Setter was reflecting on a July 22 social media post in which he said he battled “feelings of worthlessness on a daily basis” and detailed the issues that bothered him.
“Some of my biggest fears revolve around getting the approval of others,” he said. “You see, at heart I am a people-pleaser. I am constantly trying to win the approval of others.
He speculates on the root causes of his feeling this way, citing his home-raising and education, and noting that he “didn’t have many friends” growing up.
He said: Why? It doesn’t matter as much as “how?” How will we stop tying our self-worth to the acceptance of others?
“The answer to this question only came after I was open and honest with the world about my struggles with mental health. It is getting better.
Two days ago, Setter wrote a sweet and encouraging message for people struggling with their mental health.
“I want to tell anyone struggling right now that I am proud of you. I am proud of you for wearing your socks,” he wrote. “I am proud of you for tying your boots.” I am proud of you for stepping out of the house when it seemed like an insurmountable task in a Sisyphean struggle not his end.
“I want you to know it’s getting better.” I know because I’ve been there. I want you to know that you matter.

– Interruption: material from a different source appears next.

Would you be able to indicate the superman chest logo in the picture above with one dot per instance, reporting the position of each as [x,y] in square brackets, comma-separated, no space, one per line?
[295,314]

Your life matters.
As the news of his death spread, a number of his fans and followers posted condolences on his Instagram posts.
One said, “This is tragic.” Thanks Josh for being so open and honest. I hope you are at peace. My condolences to his family and friends.
Another said: “Rest in peace, handsome man,” while another echoed: “Beautiful man.” May he rest in peace.’
If you or someone close to you needs mental health assistance, please text “STRENGTH” to the text crisis line at 741-741. To access the Suicide and Crisis Lifeline, call 988.